De plus, MOND a fait une prédiction audacieuse : les mouvements internes d’un objet dans le cosmos ne devraient pas seulement dépendre de la masse de l’objet lui-même, mais aussi de l’attraction gravitationnelle de toutes les autres masses de l’univers : un phénomène appelé effet de champ externe (EFE). Milgrom déclare que les résultats, s’ils étaient solidement confirmés, seraient « le fait prouvant que les galaxies sont gouvernées par une dynamique modifiée plutôt que d’obéir aux lois de Newton et de la relativité générale ».

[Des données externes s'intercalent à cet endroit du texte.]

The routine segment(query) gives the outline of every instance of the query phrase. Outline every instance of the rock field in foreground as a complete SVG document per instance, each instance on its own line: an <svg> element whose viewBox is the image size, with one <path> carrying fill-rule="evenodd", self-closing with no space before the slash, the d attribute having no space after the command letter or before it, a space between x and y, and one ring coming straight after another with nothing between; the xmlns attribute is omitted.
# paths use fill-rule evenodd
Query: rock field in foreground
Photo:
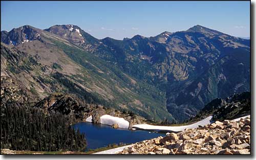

McGaugh et ses collaborateurs disent avoir détecté cet EFE dans plus de 150 galaxies étudiées. Leurs résultats ont été publiés récemment dans la revue The Astrophysical Journal. « L’effet de champ externe est une signature unique de MOND qui ne se produit pas dans la gravité de Newton-Einstein. Cela n’a aucune analogie dans la théorie conventionnelle avec la matière noire. La détection de cet effet est un véritable casse-tête », explique McGaugh.
« J’ai travaillé sous l’hypothèse que la matière noire existe, donc ce résultat m’a vraiment surpris. Au départ, j’étais réticent à interpréter nos propres résultats en faveur de MOND. Mais maintenant, je ne peux pas nier le fait que les résultats tels qu’ils sont soutiennent clairement MOND plutôt que l’hypothèse de la matière noire », déclare Kyu-Hyun Chae, astrophysicien à l’université de Corée du Sud.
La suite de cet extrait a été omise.